Särs liebe Freunde des Weizenanbaues,

wer der aktuellen Gelbrostepedemie auf den Grund gehen will, muss sich nur in die entsprechenden Bestände
bücken um der Ursache "auf den Grund zu gehen" und die Strohreste vom Vorjahr am Boden mal genauer ansehen.
Übersät mit Pilzsporen.
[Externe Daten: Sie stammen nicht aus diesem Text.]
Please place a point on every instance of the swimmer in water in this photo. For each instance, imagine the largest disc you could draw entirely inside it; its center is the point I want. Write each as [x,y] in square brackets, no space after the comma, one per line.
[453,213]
Daneben findet man oft auch noch durch Mäuse abgefressene Halme am Boden der Mulchsaatflächen.

Hier ein aktuelles Bild:
Gelbrostübetragung über Strohreste.JPG
Gelbrostübetragung über Strohreste.JPG (138.83 KiB) 983-mal betrachtet


Unglaublich aber wahr, die Sorte Julius am 5.6 ohne jeglichen Fungizideinsatz auf einer Fläche nach Pflugfurche und Vorfrucht WInterweizen:
Julius ohne Fungi 5.6.JPG
Julius ohne Fungi 5.6.JPG (135.24 KiB) 983-mal betrachtet

Julius ohne Gelbrost 5.6.JPG
Julius ohne Gelbrost 5.6.JPG (140.34 KiB) 983-mal betrachtet


Der Familienrat hat nun getagt und beschlossen, die Spritze abzuhängen und die gesparten Fungizidkosten in einen
schönen All-Inclusive Pfingst-Urlaub auf Kreta zu investieren um mal zu sehen ob auf Kreta schon gedroschen wird :-)

Somit entfällt mein Bericht in der nächsten Woche.